Valid Custom Pipeline?

Hi I was testing out some custom pipelines, namely trying to put the convert featurizer in with the supervised embeddings pipeline, and was wondering if the format of the pipeline is correct or not?

Configuration for Rasa NLU.

# https://rasa.com/docs/rasa/nlu/components/
language: en
pipeline:
  - name: WhitespaceTokenizer
  - name: ConveRTTokenizer
  - name: RegexFeaturizer
  - name: CRFEntityExtractor
  - name: EntitySynonymMapper
  - name: CountVectorsFeaturizer
  - name: CountVectorsFeaturizer
    analyzer: char_wb
    min_ngram: 1
    max_ngram: 4
  - name: ConveRTFeaturizer
  - name: EmbeddingIntentClassifier
    epochs: 300
    embed_dim: 20

# Configuration for Rasa Core.
# https://rasa.com/docs/rasa/core/policies/
policies:
  - name: FormPolicy
  - name: MemoizationPolicy
  - name: MappingPolicy
  - name: FallbackPolicy
    nlu_threshold: 0.2
    core_threshold: 0.2
  - name: EmbeddingPolicy               # Recurrent Embedding Dialogue Policy, uses RNN for dialogue management
    epochs: 150
    max_history: 50  
    batch_size: [32,64]
    featurizer:
      - name: MaxHistoryTrackerFeaturizer
        state_featurizer:
        - name: LabelTokenizerSingleStateFeaturizer
    augmentation_factor: 0

Hi, what version of Rasa are you using?
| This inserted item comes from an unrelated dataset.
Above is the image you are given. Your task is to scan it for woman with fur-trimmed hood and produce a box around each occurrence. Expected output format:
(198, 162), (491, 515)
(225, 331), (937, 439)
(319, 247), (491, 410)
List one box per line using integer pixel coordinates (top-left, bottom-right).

If you are using Rasa 1.7.0 and onwards, you don’t need to WhitespaceTokenizer in there.

Yes I am using 1.7.0. I’ve removed WhitspaceTokenizer and the CountVectorsFeaturizers without any impact on accuracy. The accuracy is at 0.999 but the loss never goes below 0.7. Is this a worry, or does it not matter since accuracy is so high?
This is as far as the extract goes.